The immune correlates of protection against IAV are complex. HI antibodies are widely considered a reliable correlate of protection (60, 61). In young children vaccinated with either an LAV or an inactivated influenza vaccine, each log2 unit increase in HI titers post-vaccination corresponds to approximately a 30% reduction in the risk of infection with the subtype-matched influenza strain (62). In the present study, MDA-negative pigs vaccinated with the WIV vaccine primarily generated an HI antibody response and were fully protected against the homologous strain, further supporting the critical role of HI antibodies in mediating protection. However, the protective threshold of HI titers may vary based on factors such as the animal model, antigenic relatedness between the challenge and vaccine viruses, and the dose and route of infection. Here, the geometric mean HI titer in the MDA(+)/WIV group was 1:56 at the time of challenge infection, yet the pigs were not protected against viral replication, shedding, or microscopic lung lesions. Previous studies have shown that HI titers alone do not always predict protection (36, 40). Pigs vaccinated with an LAV were protected against a heterologous challenge infection despite not exhibiting detectable HI antibody levels (36). In contrast, pigs vaccinated with a WIV vaccine had detectable HI antibody levels against the heterologous virus but were not protected after challenge infection (40). Thus, T-cell immunity contributes significantly to vaccine-mediated protection, particularly in heterologous infections (63). In this context, the LNP-DNA vaccine presented in this study, which elicited both HI antibody and T-cell response, especially in pigs with MDAs, may offer a promising platform for developing a vaccine against swine IAV in pigs.
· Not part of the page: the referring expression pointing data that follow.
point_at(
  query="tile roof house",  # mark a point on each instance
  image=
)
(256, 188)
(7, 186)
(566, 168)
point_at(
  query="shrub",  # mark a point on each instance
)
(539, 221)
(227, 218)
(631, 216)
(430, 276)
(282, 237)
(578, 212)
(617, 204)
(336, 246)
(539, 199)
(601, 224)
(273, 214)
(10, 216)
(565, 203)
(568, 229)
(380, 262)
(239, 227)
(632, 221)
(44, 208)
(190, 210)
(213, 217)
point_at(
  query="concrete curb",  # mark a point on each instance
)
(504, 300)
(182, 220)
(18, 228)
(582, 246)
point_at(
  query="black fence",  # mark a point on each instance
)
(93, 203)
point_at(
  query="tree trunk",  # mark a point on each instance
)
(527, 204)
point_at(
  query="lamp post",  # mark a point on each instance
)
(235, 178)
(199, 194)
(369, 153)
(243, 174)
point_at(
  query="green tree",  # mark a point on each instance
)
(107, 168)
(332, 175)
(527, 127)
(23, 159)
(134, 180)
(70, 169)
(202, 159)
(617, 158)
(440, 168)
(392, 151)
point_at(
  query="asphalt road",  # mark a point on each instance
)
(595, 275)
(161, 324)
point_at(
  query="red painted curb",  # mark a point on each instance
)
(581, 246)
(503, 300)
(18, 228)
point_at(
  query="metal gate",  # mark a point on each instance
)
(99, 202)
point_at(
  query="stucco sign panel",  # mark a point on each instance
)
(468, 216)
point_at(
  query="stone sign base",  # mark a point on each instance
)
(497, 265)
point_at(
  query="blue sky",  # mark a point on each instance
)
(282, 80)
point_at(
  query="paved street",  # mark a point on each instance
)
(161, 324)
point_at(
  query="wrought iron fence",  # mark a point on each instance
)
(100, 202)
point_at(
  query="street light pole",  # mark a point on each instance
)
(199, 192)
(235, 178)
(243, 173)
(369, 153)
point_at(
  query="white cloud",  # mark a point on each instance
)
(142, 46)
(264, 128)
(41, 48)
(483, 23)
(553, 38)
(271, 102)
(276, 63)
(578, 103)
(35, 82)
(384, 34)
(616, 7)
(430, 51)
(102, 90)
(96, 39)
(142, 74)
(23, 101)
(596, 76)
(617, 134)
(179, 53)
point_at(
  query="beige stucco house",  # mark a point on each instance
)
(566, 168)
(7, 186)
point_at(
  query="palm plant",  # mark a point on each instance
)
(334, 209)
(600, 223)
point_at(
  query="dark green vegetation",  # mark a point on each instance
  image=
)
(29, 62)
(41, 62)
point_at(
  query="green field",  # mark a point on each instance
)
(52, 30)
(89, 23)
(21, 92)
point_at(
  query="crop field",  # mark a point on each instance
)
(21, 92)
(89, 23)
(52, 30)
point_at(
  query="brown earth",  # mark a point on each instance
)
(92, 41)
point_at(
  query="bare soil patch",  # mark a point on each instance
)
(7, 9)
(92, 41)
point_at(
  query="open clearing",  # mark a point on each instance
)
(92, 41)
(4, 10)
Although the results are encouraging, several aspects remain unaddressed. First, the tissue distribution and persistence of HA antigen expression following LNP-DNA vaccination were not evaluated. A commonly used strategy to study antigen expression in animals is to use LNP-DNA constructs encoding a reporter gene such as luciferase, which allows noninvasive tracking of antigen expression over time (22). However, this approach is unsuitable for large animals like pigs since their body size exceeds the capacity of standard imaging systems. Second, the challenge infection was performed on day 36 post-vaccination. Thus, the long-term durability of the vaccine-induced protection was not evaluated.
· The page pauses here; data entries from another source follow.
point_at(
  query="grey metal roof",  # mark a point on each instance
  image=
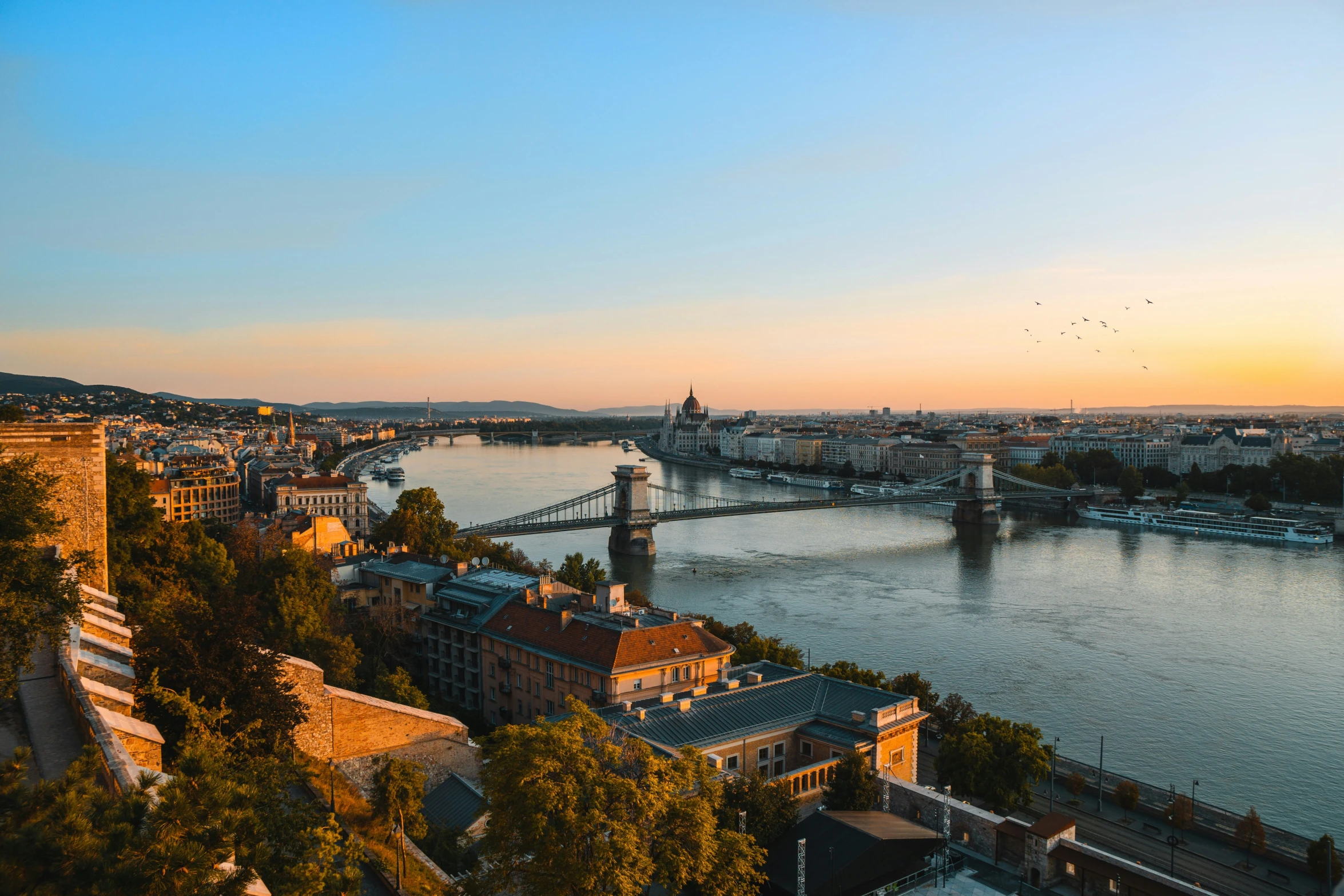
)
(792, 698)
(454, 804)
(410, 571)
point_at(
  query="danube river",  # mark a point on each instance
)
(1196, 657)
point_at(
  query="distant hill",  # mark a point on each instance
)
(50, 385)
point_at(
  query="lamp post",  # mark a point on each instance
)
(1053, 754)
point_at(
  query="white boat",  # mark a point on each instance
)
(1262, 528)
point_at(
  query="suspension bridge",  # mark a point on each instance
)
(632, 505)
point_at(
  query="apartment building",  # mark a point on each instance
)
(335, 495)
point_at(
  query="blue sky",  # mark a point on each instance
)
(348, 201)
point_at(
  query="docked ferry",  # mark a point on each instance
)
(1264, 528)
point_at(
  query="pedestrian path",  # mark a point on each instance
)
(51, 728)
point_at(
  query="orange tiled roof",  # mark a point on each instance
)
(601, 647)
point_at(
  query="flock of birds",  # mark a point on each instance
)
(1088, 320)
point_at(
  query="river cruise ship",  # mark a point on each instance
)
(1264, 528)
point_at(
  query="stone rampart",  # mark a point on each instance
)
(77, 453)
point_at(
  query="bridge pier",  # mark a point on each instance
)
(635, 535)
(977, 481)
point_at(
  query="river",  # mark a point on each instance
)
(1195, 657)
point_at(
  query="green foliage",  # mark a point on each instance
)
(1055, 476)
(750, 645)
(853, 785)
(303, 616)
(1322, 853)
(995, 759)
(1096, 465)
(577, 809)
(581, 574)
(772, 649)
(38, 601)
(953, 712)
(73, 837)
(770, 806)
(398, 688)
(1131, 484)
(1126, 795)
(1250, 835)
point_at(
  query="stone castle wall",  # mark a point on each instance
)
(77, 453)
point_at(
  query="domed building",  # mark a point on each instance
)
(690, 430)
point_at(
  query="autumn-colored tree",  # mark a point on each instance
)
(1180, 813)
(1126, 795)
(853, 785)
(1250, 835)
(398, 798)
(578, 809)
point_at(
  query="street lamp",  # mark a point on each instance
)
(1053, 754)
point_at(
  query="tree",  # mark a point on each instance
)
(303, 616)
(995, 759)
(1131, 484)
(1126, 795)
(1179, 813)
(1322, 855)
(952, 714)
(398, 797)
(577, 809)
(581, 574)
(1250, 835)
(853, 785)
(770, 806)
(397, 687)
(38, 598)
(1057, 476)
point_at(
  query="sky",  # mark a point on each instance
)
(590, 205)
In summary, this study demonstrates that the LNP-DNA vaccine induces a balanced antibody and T-cell response in MDA-positive pigs and partially protects the vaccinated pigs against challenge infection with the homologous IAV strain. Since the LNP-DNA vaccine contains only the HA antigen, vaccinated pigs do not develop antibodies against the viral NP. As a result, they can be serologically distinguished from those naturally infected with IAV through antibody tests targeting the viral NP, which is commonly used for IAV serodiagnosis. Overall, these findings highlight the potential of the LNP-DNA vaccine as a tool for improving IAV control in swine populations, particularly in regions where IAV is endemic and MDAs are prevalent.